We have a lot of work to do on other subjects too. Even though the U.S. is one of the richest industrialized nations, the U.S. has one of the highest rates of infant mortality, poverty, gun violence, divorce, and suicide.
Consumers spend puts about 70% into the economy. As wages go down and good jobs become harder to find then we may see a correction in the market. The rich have to realize that more money needs to be put in the hands of low and middle income fast money-spending consumers, otherwise our economy will never get out of this trough.
Retirement accounts have lost $2 trillion in the past 15 months - and some politicians were touting being able to put money in the stock market.
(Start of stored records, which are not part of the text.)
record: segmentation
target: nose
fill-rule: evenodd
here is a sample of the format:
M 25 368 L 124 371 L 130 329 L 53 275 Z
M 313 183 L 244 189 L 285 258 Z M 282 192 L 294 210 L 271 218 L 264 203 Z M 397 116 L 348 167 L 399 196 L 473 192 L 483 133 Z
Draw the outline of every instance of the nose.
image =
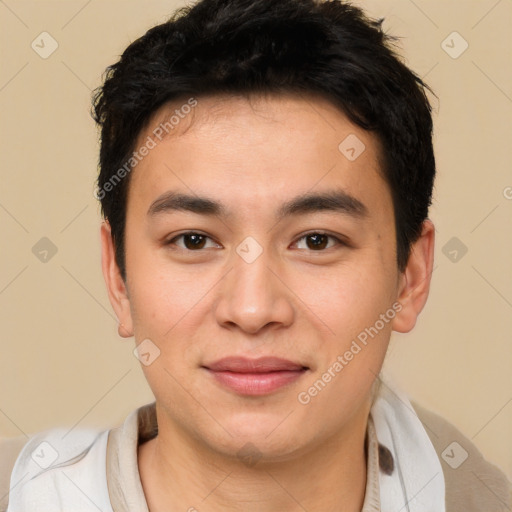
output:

Yipes. As we all can see it was a risky proposition since who knows when this market will even out. This cycle may stay down and may not go up for a long time during a time when baby boomers are entering retirement.
As far as politics, I'm an independent. I like and dislike parts of each party. I've seen too many people get tunnel vision and not see anything wrong in their party and that affects their good judgement. I'll have to look into the Whig party. Perhaps they fall more in line with my thinking...plus it sounds cool.